Sauron’s will is so pervasive that it creates a type of hive-mind, which he uses to control the orcs, the ring-wraiths and their dark horses, his right-hand man the Mouth of Sauron, and all others who are under his influence. It is the same domineering will that controls the ring, and bends all in its presence to desire and torment, and it is the same evil force that has soaked throughout Mordor, killing all plants and life and joy that once dwelled there.
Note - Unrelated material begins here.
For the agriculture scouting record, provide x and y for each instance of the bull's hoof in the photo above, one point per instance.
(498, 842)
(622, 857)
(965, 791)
In the book The Return of the King by J.R.R. Tolkien, the final battle against Sauron’s might is described, and the moment that the ring is cast into the fire and undone, the terrible control that the dark lord has over all of his minions is broken: ‘The creatures of Sauron, orc or troll or beast spell-enslaved, ran hither and thither mindless, and some slew themselves, or cast themselves into pits, or fled wailing back to hide in holes and dark lightless places far from hope.’ They are described as an ant who has lost their queen, and now have no purpose to follow. Many of the creatures scatter up into the mountains, and many of the free peoples like the Easterlings, the Wild Men and the Haradrim who chose to serve the side of Sauron due to past vendettas against the centuries-old alliance of Gondor and Rohan, were sent back to their homelands to serve penance there. This left the lands of Mordor relatively empty behind its black gates.

So when Aragorn reclaims the throne of Gondor, and is tasked with restoring peace to the lands and creating a new age of prosperity for Middle Earth, he was also left with the challenge of what to do with the now almost empty lands. The books explains that ‘The slaves of Mordor he released and gave to them all the lands about Lake Nurnen to be their own.’ These were probably human slaves that were forced to make weaponry and armor, or were waiting to meet a fate far more gruesome, as it is never fully explained what orcs eat and how they feed their entire army. Nevertheless, these human slaves were given back a large section of land on the outskirts of Mordor, surrounding a lake, in the hopes that they may be able to purify its waters, heal its soil, and begin farming and growing there in years to come.

Aragorn crowned

Aragorn also decreed that ‘Minas Ithil in the Morgul Vale shall be utterly destroyed, and though it may in time to come be made clean, no man may dwell there for many long years.’ The evil of Sauron had seeped so deep that the lands are no longer fit for any good creature to survive on, and so Aragorn has all of Sauron’s monuments of evil, including the towers, the watch-posts, even the sculptures and forges, torn down to create as little remaining trace of his evil as possible, so that the land may have time to heal its scars and begin anew. Maybe, in hundreds of years to come, it could be regrown and become a home for ents, creatures of the wood, and people alike.